Vallavacharya: The Vaishnava leader, Vallavacharya, extensively spread Vaishnavism and Shri Chaitanya Bhakti in south India. Caste distinction had no meaning to him and .he regarded all creatures as children of god. According to him, salvation could be attained by serving Shri Krishna and all creatures in this world.
Mirabai: Married into the Shishodiya Rajput family, Mirabai was another forerunner of the Bhakti movement in medieval India. She was the daughter-in-law of Rana Sanga of Mewar and was a great worshipper of Krishna right from her childhood. To serve her ideals, she left royal luxuries and spent her days among saints and monks at Mathura and Vrindavan. She believed man could attain Krishna by sincere adoration and love, and her words spread far and wide in Rajputana. Mirabai was a wonderful singer and her emotions throbbed in the bhajanas she composed as prayers to Krishna. Mira’s bhajanas are still an invaluable treasure of Indian literature and music.
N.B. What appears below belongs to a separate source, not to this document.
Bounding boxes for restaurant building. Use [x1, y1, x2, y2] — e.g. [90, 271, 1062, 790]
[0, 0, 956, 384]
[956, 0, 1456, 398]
Namadeva: The Marathi reformer, Namadeva (1276-1350 A.D.), took upon himself the task of spreading Bhakti ideals in west India. His contribution in bringing Hindus and Muslims together was immense and his words swept across the whole of Maharashtra. He believed in monotheism and in Vishnu. Caste discrimination, religious rites and idol worship were discarded by him. He said salvation could come only by repeating the name of god and by pure Bhakti and there was no need to fast or practice penance or go on a pilgrimage.
Results and significance:
The Bhakti Movement left a deep impact on contemporary India as well as on subsequent times – on religion, society, cultural and political life of the country.
- It alleviated the long-standing Hindu-Muslim conflict and the two communities learnt to live in harmony.
- The Bhakti movement did away with caste and class distinctions in a big way and even the Varnashrama dharma somewhat lost its rigidity.
- The reformers were against the male-female distinction. Women freely attended religious congregations and it helped them to regain the social status.
- The preachers always chose to speak in local languages, thus encouraging their acceptance by all. Their preaching led to the development of local languages. The Padavalis of Namadeva and Eknath laid the foundation of the Marathi literature. Kabir enriched the Hindi language with his dohas and Nanak did the same to the Punjabi language and the Gurumukhi script by his religious advices. The Vaishnava poet of Bengal led the Bengali language towards new directions.